Characteristics of the Genetic Code

The genetic code is so important to modern biology that Francis Crick compared its place to that of the periodic table of the elements in chemistry. We will now examine a number of features of the genetic code.

THE DEGENERACY OF THE CODE One amino acid is encoded by three consecutive nucleotides in mRNA, and each nucleotide can have one of four possible bases (A, G, C, and U), so there are 43 = 64 possible codons (Figure 11.5). Three of these codons are stop codons, which specify the end of translation, as we'll see shortly. Thus, 61 codons, called sense codons, encode amino acids.
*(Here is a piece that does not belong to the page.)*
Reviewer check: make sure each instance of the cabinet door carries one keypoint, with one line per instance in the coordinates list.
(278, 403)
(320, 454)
Because there are 61 sense codons and only 20 different amino acids commonly found in proteins, the code contains more information than is needed to specify the amino acids and is said to be degenerate. This expression does not mean that the genetic code is depraved; degenerate is a term that Francis Crick borrowed from quantum physics, where it describes multiple physical states that have equivalent meaning. The degeneracy of the genetic code means that amino acids may be specified by more than one codon. Only tryptophan and methionine are encoded by a single codon (see Figure 11.5). Other amino acids are specified by two or more codons, and some, such as leucine, are specified by six different codons. Codons that specify the same amino acid are said to be synonymous codons, just as synonymous words are different words that have the same meaning.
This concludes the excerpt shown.